Nota
Com direção de Jon Gunn, conhecido pelos seus filmes cristãos, o longa-metragem Invencível traz um roteiro bem estruturado, porém uma narrativa problemática no tocante à representação da vivência autista. O filme traz como narrador-personagem o Austin (Jacob Laval): uma criança com autismo e osteogênese (que torna os seus ossos frágeis e quebradiços). De início, Invencível leva o espectador a pensar que o filme é sobre ele, mas é aí que a obra muda de rota. Invencível é um filme muito mais sobre os pais do Austin do que sobre ele mesmo. Portanto, é a partir dessa perspectiva que já se tornam nítidas as problemáticas presentes na representação da neurodivergência.
Dando bastante enfoque à vida dos pais: Scott (Zachary Levi) e Teresa (Maghann Fahy), Austin aparece na narrativa como um obstáculo, um desafio na vida desses dois adultos. É perceptível que a vivência de pais com crianças neurodivergentes não é algo fácil, no entanto, o filme faz tudo parecer muito mais complicado. O autismo do Austin é retratado de uma maneira bastante estereotipada, haja vista a obra ter cenas em que o Austin chega a ser agressivo, o que incomodou grande parte dos espectadores autistas que não se sentiram bem com essa forma de representação. Além do personagem ser interpretado por um ator que é neurotípico, o que enfatiza mais ainda uma ideia errônea e completamente estereotipada de que pessoas autistas não são capazes de exercer funções importantes como a própria atuação. Entregar o papel de um personagem autista para um ator autista traria mais realismo e sensibilidade para o retrato de pessoas neurotípicas.
Além disso, o fato de não dar o enfoque ao Austin, torna a narrativa muito mais problemática, tendo em vista que pessoas neroatípicas são frequentemente colocadas nessa posição de “antagonistas” de suas próprias vidas. Dar o protagonismo para pessoas neurotípicas em um filme sobre pessoas neuroatípicas é uma forma de apagamento da maneira de pensar, se expressar e se apresentar para o mundo dessa população. Dessa maneira, um filme que era para trazer visibilidade para esse tipo de vivência, na realidade só faz reiterar estereótipos e padrões violentos de silenciamento que só corroboram para que essas pessoas continuem com suas existências sendo estigmatizadas pela sociedade. Será que realmente a melhor forma de retratar o autismo é mostrando como os pais de uma criança neuroatípica “sofrem” ao ter que criá-la?
Apesar de o filme conseguir trazer um roteiro convincente, que realmente prende o espectador do começo ao final, tendo romance, drama, superação, fica evidente que a narrativa pende muito para um certo sensacionalismo bem característico da filmografia cristã do Jon Gunn.
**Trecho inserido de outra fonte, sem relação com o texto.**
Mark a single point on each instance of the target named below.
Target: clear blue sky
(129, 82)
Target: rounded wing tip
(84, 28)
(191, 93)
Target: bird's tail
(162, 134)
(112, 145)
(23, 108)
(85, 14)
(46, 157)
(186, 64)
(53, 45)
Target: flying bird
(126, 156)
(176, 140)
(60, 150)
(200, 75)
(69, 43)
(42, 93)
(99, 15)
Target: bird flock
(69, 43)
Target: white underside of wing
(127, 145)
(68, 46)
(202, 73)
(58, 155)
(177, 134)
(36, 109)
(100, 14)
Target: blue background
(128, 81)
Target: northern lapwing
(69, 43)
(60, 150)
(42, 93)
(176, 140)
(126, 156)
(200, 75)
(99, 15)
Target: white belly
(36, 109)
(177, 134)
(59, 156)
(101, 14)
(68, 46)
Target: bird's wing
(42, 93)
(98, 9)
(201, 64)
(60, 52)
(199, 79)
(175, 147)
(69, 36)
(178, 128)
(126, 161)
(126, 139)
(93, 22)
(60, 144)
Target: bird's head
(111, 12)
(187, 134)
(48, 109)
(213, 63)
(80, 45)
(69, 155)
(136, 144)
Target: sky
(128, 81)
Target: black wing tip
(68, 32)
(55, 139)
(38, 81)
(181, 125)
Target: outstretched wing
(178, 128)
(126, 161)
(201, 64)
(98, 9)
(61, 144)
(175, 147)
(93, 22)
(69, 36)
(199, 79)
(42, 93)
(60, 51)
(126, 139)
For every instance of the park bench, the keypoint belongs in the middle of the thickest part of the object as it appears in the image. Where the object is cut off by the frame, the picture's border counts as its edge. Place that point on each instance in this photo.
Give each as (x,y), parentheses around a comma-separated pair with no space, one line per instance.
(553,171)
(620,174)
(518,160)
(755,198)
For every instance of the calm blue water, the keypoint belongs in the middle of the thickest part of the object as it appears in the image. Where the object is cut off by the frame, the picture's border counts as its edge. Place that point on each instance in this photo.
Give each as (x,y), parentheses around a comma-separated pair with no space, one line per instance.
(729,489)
Invencível, portanto, é um filme que, apesar de inspirado numa história real, não consegue ser tão relevante quanto Extraordinário, outro filme do mesmo estúdio. Justamente o fato de tirar o protagonismo da criança e usá-la como uma forma de obstáculo na narrativa é o que torna Invencível apenas mais uma obra que estigmatiza vivências autistas.